Balochistan was previously a British colony that was granted independence in 1947. It was forcefully annexed by Pakistan in 1948, against the people’s will, and has been militarily occupied ever since. Pakistan has consistently refused a referendum on independence. WBO activists allege that Pakistan is seeking to impose on the UK the same censorship about Balochistan that it imposes inside Pakistan. It’s iron-fisted rule is so brutal that it will not allow journalists, human rights monitors and aid agencies to enter Balochistan. This campaign is intended to focus on the issue of enforced disappearances in Pakistan, where according to some activists, thousands of civillians have been forcibly abducted by the country's military and its intelligence agencies. Sharing his personal story, Mengal said-

“My uncle was abducted from Balochistan, taken to Kashmir in 1974 and he died during the interrogation process. Imran Khan had previously gone on record and stated that he would resign from Government if he wouldn't be able to take action against agencies who are responsible for such forced disappearances and extra-judicial killings. But, so far nothing has happened and we have to understand that it does not matter who is in power in Pakistan because the government virtually has no control of the country,” said Bhawal.
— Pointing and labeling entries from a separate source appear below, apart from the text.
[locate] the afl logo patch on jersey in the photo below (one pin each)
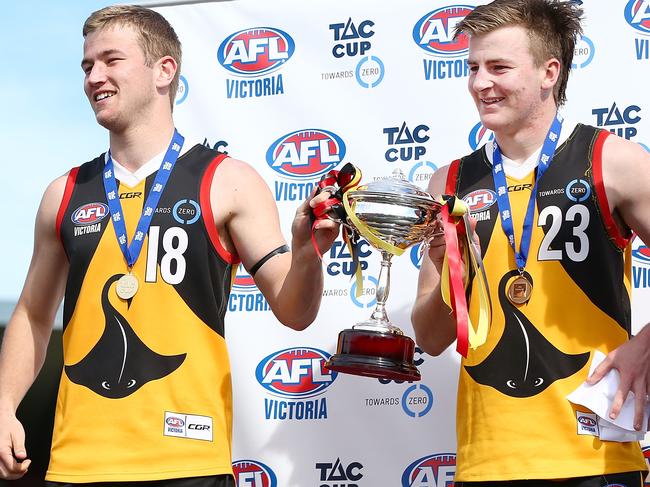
(89, 213)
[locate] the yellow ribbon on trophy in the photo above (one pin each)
(453, 283)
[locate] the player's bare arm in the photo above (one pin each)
(433, 323)
(248, 223)
(28, 331)
(626, 175)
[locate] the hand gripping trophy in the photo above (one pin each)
(392, 215)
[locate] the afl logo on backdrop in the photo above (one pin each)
(306, 154)
(436, 469)
(89, 213)
(435, 31)
(251, 473)
(640, 251)
(295, 372)
(256, 51)
(637, 14)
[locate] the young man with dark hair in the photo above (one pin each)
(555, 245)
(145, 394)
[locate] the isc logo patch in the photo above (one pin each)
(256, 51)
(295, 372)
(251, 473)
(436, 469)
(305, 154)
(89, 213)
(637, 14)
(435, 31)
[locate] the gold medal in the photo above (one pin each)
(519, 290)
(127, 286)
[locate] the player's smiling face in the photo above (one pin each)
(117, 82)
(505, 83)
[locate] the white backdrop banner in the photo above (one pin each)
(299, 88)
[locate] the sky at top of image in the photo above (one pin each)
(47, 125)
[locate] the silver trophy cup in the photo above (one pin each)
(395, 212)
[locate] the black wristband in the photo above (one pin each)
(280, 250)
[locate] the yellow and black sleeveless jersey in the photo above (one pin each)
(145, 393)
(513, 418)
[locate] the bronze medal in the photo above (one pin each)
(127, 286)
(519, 290)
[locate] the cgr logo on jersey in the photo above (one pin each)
(479, 136)
(351, 39)
(244, 295)
(618, 121)
(89, 214)
(433, 470)
(303, 156)
(434, 33)
(338, 475)
(255, 54)
(406, 144)
(295, 374)
(637, 14)
(252, 473)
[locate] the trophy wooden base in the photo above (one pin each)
(383, 355)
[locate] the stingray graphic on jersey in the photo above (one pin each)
(120, 363)
(523, 362)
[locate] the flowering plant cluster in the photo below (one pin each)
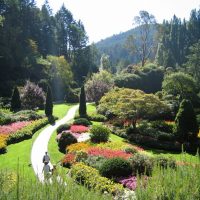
(114, 145)
(130, 182)
(77, 147)
(11, 128)
(78, 129)
(108, 153)
(68, 160)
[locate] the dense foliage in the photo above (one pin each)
(82, 103)
(186, 122)
(115, 167)
(15, 100)
(34, 41)
(99, 133)
(49, 103)
(32, 96)
(129, 104)
(65, 140)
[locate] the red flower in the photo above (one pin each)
(11, 128)
(108, 153)
(78, 129)
(68, 160)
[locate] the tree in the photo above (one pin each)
(98, 85)
(193, 62)
(82, 103)
(180, 84)
(15, 101)
(144, 47)
(49, 103)
(32, 96)
(186, 122)
(129, 104)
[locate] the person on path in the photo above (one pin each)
(46, 158)
(46, 170)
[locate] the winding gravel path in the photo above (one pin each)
(40, 145)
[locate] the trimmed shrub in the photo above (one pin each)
(130, 150)
(49, 103)
(82, 121)
(115, 167)
(95, 161)
(27, 131)
(186, 122)
(99, 133)
(68, 160)
(97, 118)
(32, 96)
(3, 143)
(141, 164)
(65, 140)
(81, 146)
(165, 162)
(91, 179)
(63, 127)
(82, 103)
(162, 126)
(166, 137)
(15, 100)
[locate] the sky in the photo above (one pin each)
(103, 18)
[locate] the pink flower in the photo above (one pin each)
(108, 153)
(78, 129)
(11, 128)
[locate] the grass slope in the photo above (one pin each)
(18, 155)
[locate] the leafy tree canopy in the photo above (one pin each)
(132, 104)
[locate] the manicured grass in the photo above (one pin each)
(18, 156)
(54, 153)
(59, 110)
(182, 157)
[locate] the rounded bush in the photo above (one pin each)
(115, 167)
(99, 133)
(65, 140)
(141, 164)
(82, 121)
(63, 127)
(131, 150)
(165, 162)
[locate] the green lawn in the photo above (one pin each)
(59, 110)
(18, 155)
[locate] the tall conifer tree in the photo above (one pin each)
(15, 101)
(82, 103)
(49, 103)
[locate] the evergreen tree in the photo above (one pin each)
(49, 103)
(82, 103)
(186, 122)
(15, 101)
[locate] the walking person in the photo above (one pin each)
(46, 158)
(46, 170)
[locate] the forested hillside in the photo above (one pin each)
(116, 48)
(41, 47)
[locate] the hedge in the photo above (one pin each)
(27, 132)
(91, 178)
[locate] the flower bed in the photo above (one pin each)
(78, 129)
(131, 182)
(22, 133)
(11, 128)
(108, 153)
(77, 147)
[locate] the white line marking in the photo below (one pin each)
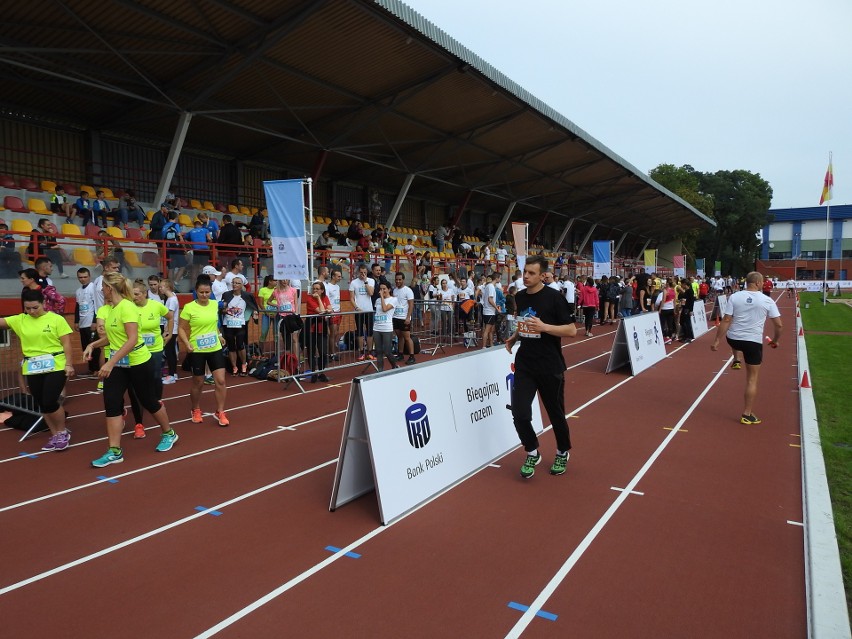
(559, 577)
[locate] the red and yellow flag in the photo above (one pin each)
(827, 185)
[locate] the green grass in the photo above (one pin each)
(828, 356)
(831, 317)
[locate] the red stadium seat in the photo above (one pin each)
(14, 204)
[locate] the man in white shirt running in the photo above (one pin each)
(742, 327)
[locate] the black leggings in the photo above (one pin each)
(121, 380)
(46, 389)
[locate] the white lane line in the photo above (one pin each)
(572, 560)
(157, 531)
(163, 463)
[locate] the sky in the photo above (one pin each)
(760, 85)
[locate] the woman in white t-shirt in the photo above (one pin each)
(383, 327)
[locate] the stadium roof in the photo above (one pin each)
(373, 83)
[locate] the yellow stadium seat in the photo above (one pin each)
(133, 260)
(38, 206)
(84, 257)
(21, 226)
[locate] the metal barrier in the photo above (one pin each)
(302, 352)
(14, 393)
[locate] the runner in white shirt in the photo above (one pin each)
(402, 319)
(742, 327)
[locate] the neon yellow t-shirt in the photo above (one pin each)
(125, 312)
(40, 343)
(263, 295)
(203, 326)
(149, 324)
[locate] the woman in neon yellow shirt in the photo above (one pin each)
(150, 312)
(129, 366)
(46, 346)
(199, 333)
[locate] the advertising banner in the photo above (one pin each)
(285, 201)
(602, 256)
(411, 433)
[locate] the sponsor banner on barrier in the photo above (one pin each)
(411, 433)
(639, 342)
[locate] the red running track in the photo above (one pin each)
(700, 546)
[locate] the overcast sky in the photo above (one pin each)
(761, 85)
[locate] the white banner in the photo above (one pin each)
(424, 428)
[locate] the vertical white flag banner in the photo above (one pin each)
(602, 254)
(285, 201)
(520, 232)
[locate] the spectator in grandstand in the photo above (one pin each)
(170, 331)
(151, 312)
(199, 240)
(108, 246)
(199, 333)
(47, 364)
(288, 303)
(543, 321)
(317, 308)
(402, 314)
(84, 315)
(742, 328)
(101, 208)
(589, 301)
(129, 365)
(83, 208)
(237, 304)
(383, 326)
(10, 259)
(44, 240)
(131, 211)
(59, 203)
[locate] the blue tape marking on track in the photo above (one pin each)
(351, 555)
(541, 613)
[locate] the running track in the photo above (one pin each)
(673, 520)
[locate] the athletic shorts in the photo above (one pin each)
(214, 360)
(752, 351)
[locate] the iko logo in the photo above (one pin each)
(417, 422)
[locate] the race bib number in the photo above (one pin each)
(39, 364)
(208, 340)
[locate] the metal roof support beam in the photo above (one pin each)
(587, 238)
(503, 222)
(538, 227)
(620, 242)
(400, 198)
(564, 233)
(641, 255)
(462, 207)
(173, 157)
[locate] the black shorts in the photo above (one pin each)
(752, 351)
(214, 360)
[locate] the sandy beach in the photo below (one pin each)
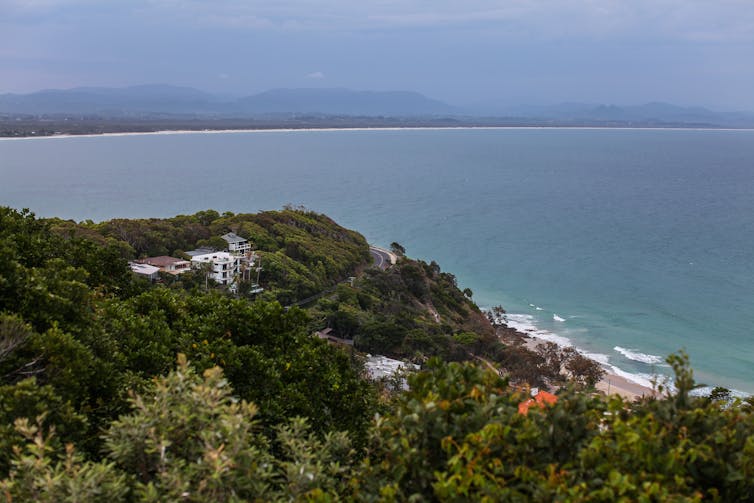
(611, 384)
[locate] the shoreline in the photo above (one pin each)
(611, 384)
(363, 128)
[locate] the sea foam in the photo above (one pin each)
(524, 323)
(636, 356)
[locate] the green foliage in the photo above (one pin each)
(190, 440)
(37, 477)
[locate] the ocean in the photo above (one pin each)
(628, 244)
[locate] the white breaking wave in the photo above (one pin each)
(636, 356)
(525, 323)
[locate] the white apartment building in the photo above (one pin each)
(225, 267)
(237, 244)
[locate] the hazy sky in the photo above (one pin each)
(688, 52)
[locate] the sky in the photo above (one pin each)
(625, 52)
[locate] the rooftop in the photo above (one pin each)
(161, 261)
(232, 237)
(144, 269)
(200, 251)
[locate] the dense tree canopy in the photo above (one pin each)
(94, 407)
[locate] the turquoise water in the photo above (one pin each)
(641, 241)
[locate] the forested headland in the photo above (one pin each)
(114, 388)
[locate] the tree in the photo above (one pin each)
(397, 249)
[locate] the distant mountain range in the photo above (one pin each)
(162, 100)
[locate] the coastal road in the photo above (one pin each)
(382, 258)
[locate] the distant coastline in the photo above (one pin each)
(288, 129)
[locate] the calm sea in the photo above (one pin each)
(630, 244)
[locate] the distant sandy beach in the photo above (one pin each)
(611, 384)
(356, 128)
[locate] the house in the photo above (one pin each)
(237, 244)
(150, 272)
(170, 265)
(224, 267)
(200, 251)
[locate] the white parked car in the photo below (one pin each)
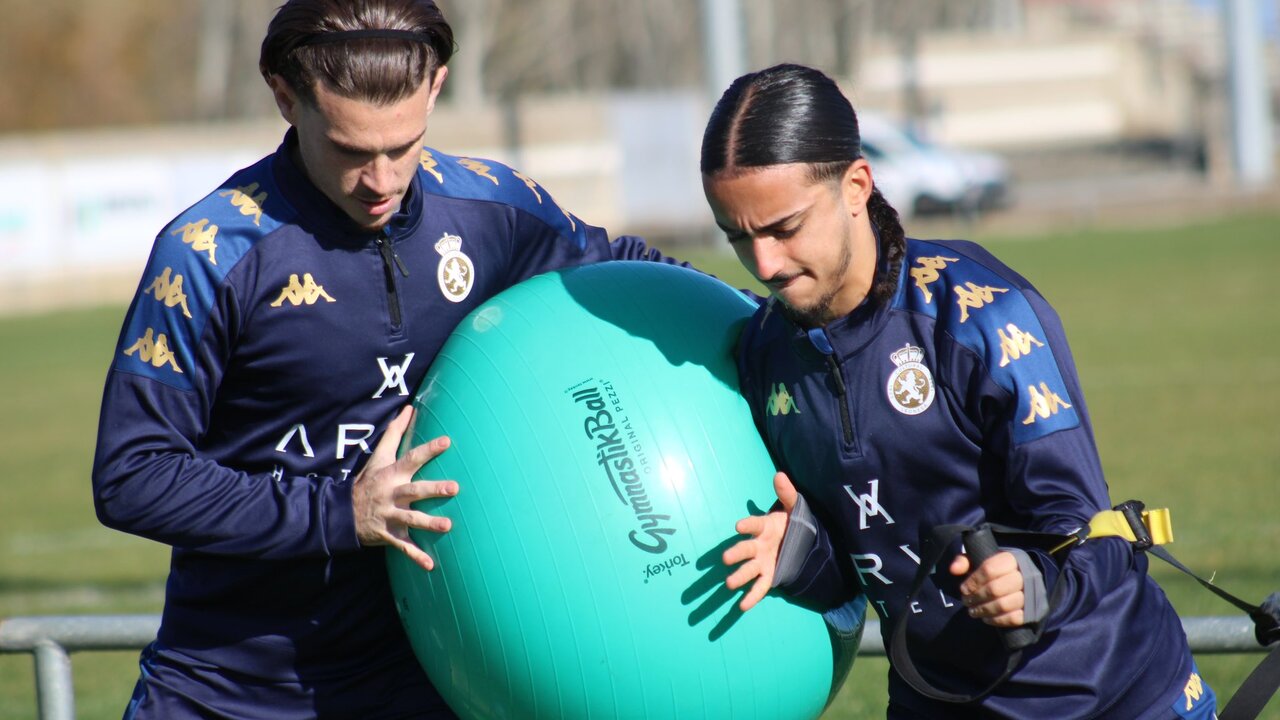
(918, 177)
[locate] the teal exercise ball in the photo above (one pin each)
(603, 456)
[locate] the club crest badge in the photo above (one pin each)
(456, 273)
(910, 384)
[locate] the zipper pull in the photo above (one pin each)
(389, 254)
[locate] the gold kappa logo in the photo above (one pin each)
(298, 292)
(456, 273)
(928, 273)
(154, 350)
(530, 183)
(910, 384)
(1045, 404)
(200, 237)
(1193, 691)
(974, 296)
(781, 402)
(478, 168)
(1016, 343)
(247, 203)
(429, 163)
(169, 291)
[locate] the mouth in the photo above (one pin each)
(378, 206)
(780, 282)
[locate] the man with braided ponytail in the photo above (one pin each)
(254, 424)
(906, 384)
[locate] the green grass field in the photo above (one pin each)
(1175, 338)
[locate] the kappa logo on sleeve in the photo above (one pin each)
(430, 164)
(478, 168)
(167, 288)
(248, 204)
(1197, 700)
(1043, 404)
(154, 349)
(305, 292)
(201, 236)
(1015, 345)
(974, 297)
(928, 273)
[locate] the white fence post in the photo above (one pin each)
(51, 638)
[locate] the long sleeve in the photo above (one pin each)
(151, 477)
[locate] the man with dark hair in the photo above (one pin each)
(242, 423)
(905, 386)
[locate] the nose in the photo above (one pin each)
(379, 176)
(767, 256)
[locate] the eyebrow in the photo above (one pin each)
(775, 226)
(396, 150)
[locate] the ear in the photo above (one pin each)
(286, 99)
(437, 81)
(856, 186)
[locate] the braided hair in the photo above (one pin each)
(796, 114)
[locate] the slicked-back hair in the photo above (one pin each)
(789, 114)
(371, 69)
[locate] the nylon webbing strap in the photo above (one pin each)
(900, 656)
(1257, 689)
(1115, 523)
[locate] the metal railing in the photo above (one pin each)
(53, 638)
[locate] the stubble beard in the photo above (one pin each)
(819, 313)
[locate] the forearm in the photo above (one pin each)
(150, 479)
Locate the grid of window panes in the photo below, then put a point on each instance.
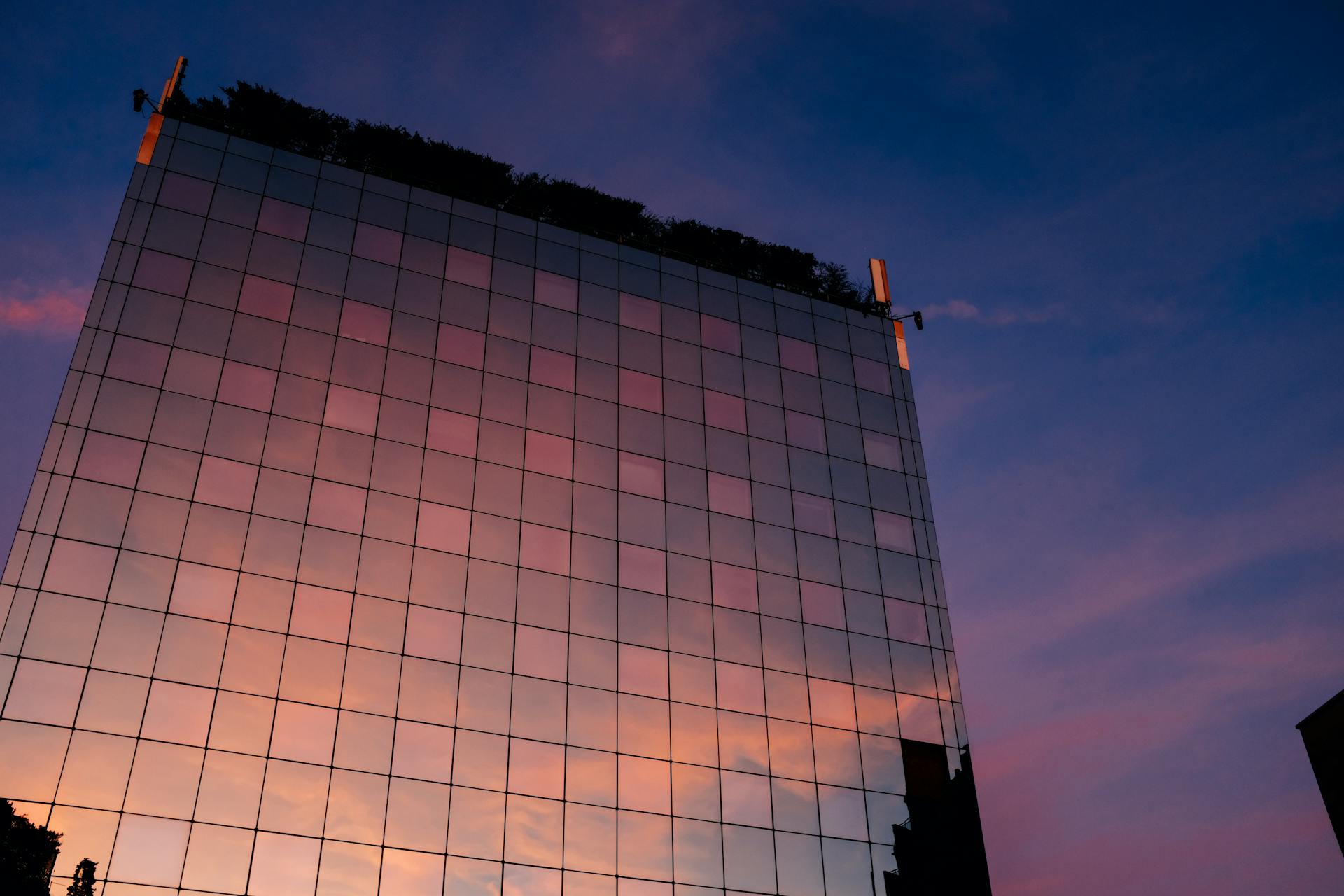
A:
(384, 540)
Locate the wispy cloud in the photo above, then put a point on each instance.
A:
(51, 312)
(960, 309)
Activists claim that most of these civilians are extra-judicially killed and their bodies dumped on roadsides bearing signs of extreme torture, while others stay missing forever. Amnesty International, has labelled this as the he kill and dump policy. Victims include activists, teachers, students, doctors, intellectuals and journalists who have voiced their opinions against the military’s iron grip over the country. The military’s control over the local media is such that anyone reporting such incidents risks falling victim themselves.

In the first phase of the campaign, advertisement bikes were seen riding all around London’s city centre carrying banners with “Help end enforced disappearances in Pakistan” slogans on them. However, in the following stages, the organisations are wary of revealing too much information pertaining to the protest with regards to possible counter-action from the opposition.

The organizers of the campaign have long been engaged in efforts to highlight the worsening human rights situation in Balochistan at international platforms, organising events around Europe and in the United States and focusing on advocacy activities in the European Parliament, the US parliamentary houses, and the United Nations.